Load Page Specific Assets in Multi-Page App

I’m putting together a multi-page app. There are common site components in the app (like the sidenav), but the main content area is page specific.

I’m trying to define the page-specific clientside callbacks in a separate JS file per page. I.e. I only want to load in the corresponding javascript file for the active page.

I’m using ClientsideFunction to load in the callbacks. So the JS file must be loaded in before the clientside_callback functions are initiated so the functions can be referenced.

This process works nicely when I put the page-specific JS files under the assets/ directory and they are loaded in automatically. Eventually my site is going to have upwards up 5 pages and I don’t want to load in all of these asset files un-necessarily.

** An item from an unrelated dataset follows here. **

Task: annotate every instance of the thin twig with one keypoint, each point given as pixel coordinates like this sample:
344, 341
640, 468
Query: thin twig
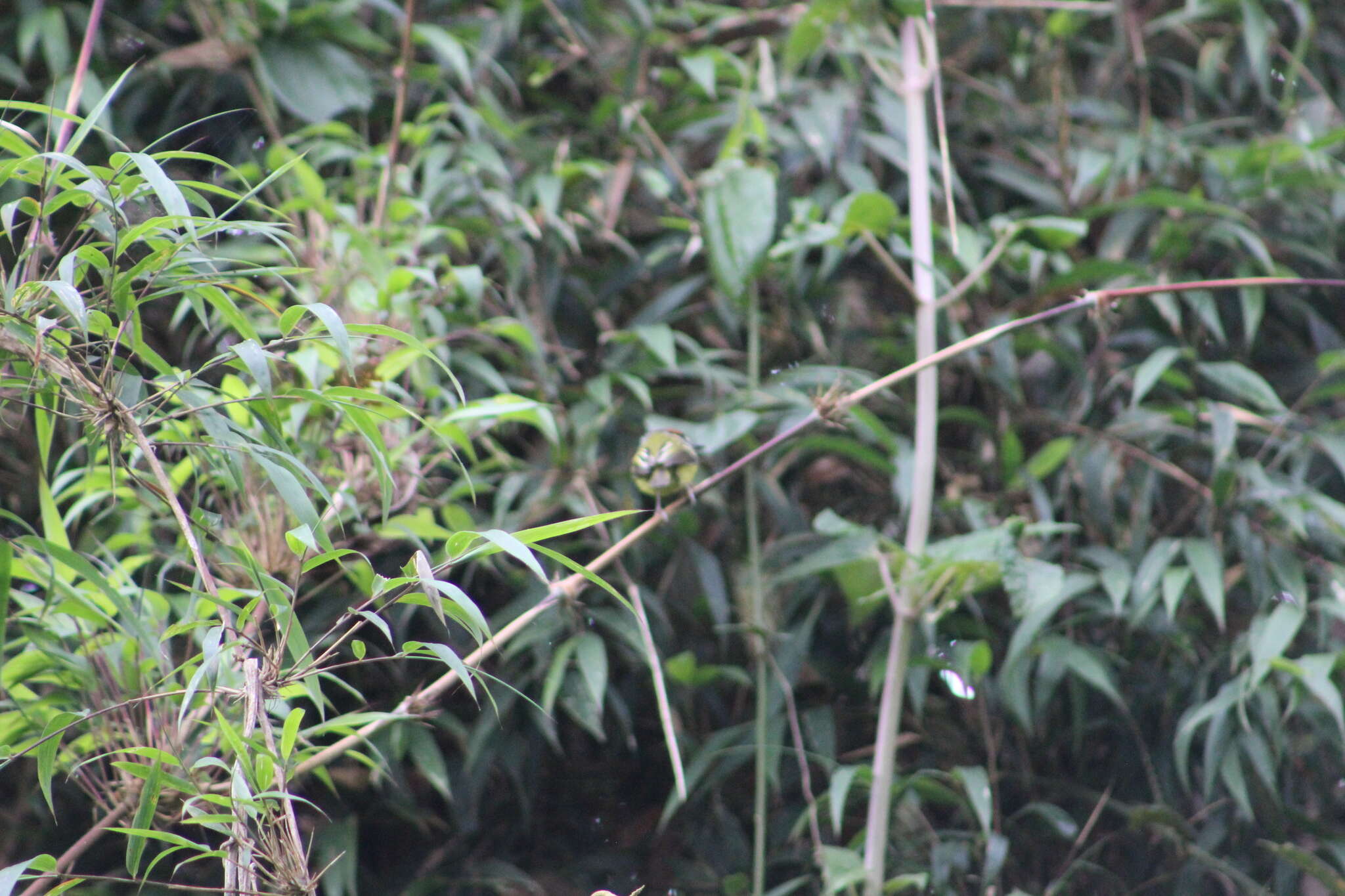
395, 141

I’m trying to exclude the files using the “assets_ignore” parameter in the Dash() constructor and later including the JS file with dash.html.Script() but I get the error:

TypeError: Cannot read properties of undefined (reading ‘apply’)

which I’m pretty sure is referring to the ClientsideFunction() call not being able to find the defined clientside callback function.

I can’t use the dash_defer_js_import library because that would be too late.

I could define all of these functions as strings into clientside_callback but I’m using utility functions defined in other JS namespaces in these callback functions so I would like to keep them defined in the external files.

Any ideas how to implement this?

Let me know if more information is needed.

1 Like

Hello @dt_sweeper,

You could utilize the underlying flask templates to do this.

Have a clientside callback that listens to the path whenever the url changes, then send a GET request to the same endpoint, with .js appended. This is where your Flask server would take over and return your js file.

page registered = home
js functions = home.js

@app.server.route('/home.js'):
def homeJS():
    return flask.render_template('home.js')

You should create a templates directory in the same manner that you create an assets folder.

Alternatively, you could do something like this:

newScript = document.createElement("script")
newScript.src = '../home.js'
document.body.append(newScript)

^ this will load the script as needed.